Ne kadar mutsuz bi toplumda yaşadığımızı anlamam için ilk sene yetti. Hiç "Çok mutluyum." diyen biriyle karşılaşmadım. Hep çok mutlu oldukları bir ya da birkaç olay var ama gerisi sorunlarla dolu.





Hayatın çok kısa olduğunu anlamam için çok acı bir tecrübe gerekti. Ama bunu yaşamış ve 4,5 senedir psikoloji eğitimi almakta olan biri olarak hala bunu insanlara nasıl anlatmam gerektiğini bilmiyorum!





İnsanların mutsuzluklarının beni zengin etmesini de istemiyorum. Sadece daha mutlu ve huzurlu olmalarına yardım edebilirsem ne mutlu bana..

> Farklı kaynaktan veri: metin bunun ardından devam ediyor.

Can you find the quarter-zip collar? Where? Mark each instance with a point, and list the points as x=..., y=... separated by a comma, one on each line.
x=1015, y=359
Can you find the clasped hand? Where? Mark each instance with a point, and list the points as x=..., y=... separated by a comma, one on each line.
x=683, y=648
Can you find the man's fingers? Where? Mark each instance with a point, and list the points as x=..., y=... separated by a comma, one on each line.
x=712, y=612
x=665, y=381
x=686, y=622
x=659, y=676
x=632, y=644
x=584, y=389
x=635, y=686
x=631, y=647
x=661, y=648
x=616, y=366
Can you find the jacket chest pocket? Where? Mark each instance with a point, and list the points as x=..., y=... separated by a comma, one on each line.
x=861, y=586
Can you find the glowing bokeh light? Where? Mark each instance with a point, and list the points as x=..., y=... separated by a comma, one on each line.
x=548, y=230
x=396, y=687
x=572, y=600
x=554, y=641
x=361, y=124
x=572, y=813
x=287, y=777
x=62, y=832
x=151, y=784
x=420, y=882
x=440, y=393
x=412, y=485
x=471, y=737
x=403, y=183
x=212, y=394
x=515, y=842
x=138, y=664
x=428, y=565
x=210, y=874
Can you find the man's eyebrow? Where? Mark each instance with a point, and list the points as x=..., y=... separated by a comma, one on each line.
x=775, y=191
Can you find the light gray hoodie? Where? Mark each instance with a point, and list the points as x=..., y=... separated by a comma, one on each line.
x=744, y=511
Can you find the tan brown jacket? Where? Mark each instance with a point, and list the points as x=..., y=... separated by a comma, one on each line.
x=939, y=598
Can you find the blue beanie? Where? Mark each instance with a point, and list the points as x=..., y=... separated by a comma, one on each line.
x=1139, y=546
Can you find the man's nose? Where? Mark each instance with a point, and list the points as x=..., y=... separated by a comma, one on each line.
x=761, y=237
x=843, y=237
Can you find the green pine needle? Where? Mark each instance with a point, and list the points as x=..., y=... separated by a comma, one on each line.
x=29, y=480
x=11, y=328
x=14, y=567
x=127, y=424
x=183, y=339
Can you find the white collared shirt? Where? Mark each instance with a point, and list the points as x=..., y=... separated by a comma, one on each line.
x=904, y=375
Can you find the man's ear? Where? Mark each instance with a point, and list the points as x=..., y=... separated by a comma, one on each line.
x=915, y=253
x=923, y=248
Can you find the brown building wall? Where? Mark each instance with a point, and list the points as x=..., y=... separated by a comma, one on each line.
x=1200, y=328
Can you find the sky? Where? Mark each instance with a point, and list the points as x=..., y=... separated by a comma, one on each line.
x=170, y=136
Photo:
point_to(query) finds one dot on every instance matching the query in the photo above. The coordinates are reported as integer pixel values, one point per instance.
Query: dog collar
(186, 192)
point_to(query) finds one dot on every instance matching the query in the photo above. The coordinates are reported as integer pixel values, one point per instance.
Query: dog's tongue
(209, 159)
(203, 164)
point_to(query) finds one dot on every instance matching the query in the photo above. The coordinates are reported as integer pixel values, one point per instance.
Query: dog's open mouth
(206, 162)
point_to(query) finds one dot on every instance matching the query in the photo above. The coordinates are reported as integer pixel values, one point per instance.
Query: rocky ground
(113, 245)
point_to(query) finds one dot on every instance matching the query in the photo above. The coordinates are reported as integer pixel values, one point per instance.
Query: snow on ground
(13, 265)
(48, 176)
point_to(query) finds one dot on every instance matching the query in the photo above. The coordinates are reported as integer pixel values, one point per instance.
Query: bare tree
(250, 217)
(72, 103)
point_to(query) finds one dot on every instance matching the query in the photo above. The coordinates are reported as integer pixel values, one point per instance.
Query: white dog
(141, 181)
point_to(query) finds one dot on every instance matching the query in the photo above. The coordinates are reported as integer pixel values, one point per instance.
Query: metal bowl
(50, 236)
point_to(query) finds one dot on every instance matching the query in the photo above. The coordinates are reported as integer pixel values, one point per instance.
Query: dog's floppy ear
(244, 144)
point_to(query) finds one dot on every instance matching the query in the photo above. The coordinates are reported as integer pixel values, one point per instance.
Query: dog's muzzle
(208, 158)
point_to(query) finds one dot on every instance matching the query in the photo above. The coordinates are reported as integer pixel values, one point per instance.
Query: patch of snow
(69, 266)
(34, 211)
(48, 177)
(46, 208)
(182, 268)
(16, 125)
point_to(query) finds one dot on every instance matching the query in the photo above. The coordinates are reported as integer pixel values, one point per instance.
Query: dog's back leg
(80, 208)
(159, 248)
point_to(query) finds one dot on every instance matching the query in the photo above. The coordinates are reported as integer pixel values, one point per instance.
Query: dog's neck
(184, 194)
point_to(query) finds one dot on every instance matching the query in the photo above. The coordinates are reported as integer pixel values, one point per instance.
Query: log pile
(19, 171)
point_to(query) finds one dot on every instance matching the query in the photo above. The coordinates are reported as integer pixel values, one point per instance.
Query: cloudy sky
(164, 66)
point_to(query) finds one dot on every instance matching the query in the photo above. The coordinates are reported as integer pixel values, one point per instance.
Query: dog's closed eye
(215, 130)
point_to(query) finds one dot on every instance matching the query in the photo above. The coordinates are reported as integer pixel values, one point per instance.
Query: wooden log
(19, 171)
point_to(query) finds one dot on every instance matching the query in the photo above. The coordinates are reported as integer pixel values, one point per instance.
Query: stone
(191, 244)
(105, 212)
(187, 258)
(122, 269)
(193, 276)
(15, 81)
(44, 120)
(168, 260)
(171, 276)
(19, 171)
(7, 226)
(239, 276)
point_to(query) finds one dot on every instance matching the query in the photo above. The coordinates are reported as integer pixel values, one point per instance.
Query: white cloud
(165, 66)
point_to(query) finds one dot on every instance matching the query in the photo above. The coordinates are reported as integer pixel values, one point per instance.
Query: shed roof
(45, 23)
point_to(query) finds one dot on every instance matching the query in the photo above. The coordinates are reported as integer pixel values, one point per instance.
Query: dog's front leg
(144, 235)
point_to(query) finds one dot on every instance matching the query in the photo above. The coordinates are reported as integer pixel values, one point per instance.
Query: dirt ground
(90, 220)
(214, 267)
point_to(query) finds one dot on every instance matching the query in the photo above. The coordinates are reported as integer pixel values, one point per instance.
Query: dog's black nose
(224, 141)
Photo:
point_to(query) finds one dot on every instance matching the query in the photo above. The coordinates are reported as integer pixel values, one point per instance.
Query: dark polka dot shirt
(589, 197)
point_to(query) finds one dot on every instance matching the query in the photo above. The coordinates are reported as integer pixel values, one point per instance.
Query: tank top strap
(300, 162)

PS 1: Şaziye'yi daha sonra defalarca gördük, okulda, konserlerde, cafelerde ve zavallı kızcağızla Psycho Şaziye diye dalga geçip durduk.





PS 2: Lütfen genç psikoloji öğrencilerini yukarda bahsettiğim tarzda sorularla bunaltıp kendilerini yetersiz ve bilgisiz hissetmelerine neden olmayınız.





PS 3: Genel kanı ne yazık ki doğrudur, sıyırmamış psikolog neredeyse yoktur.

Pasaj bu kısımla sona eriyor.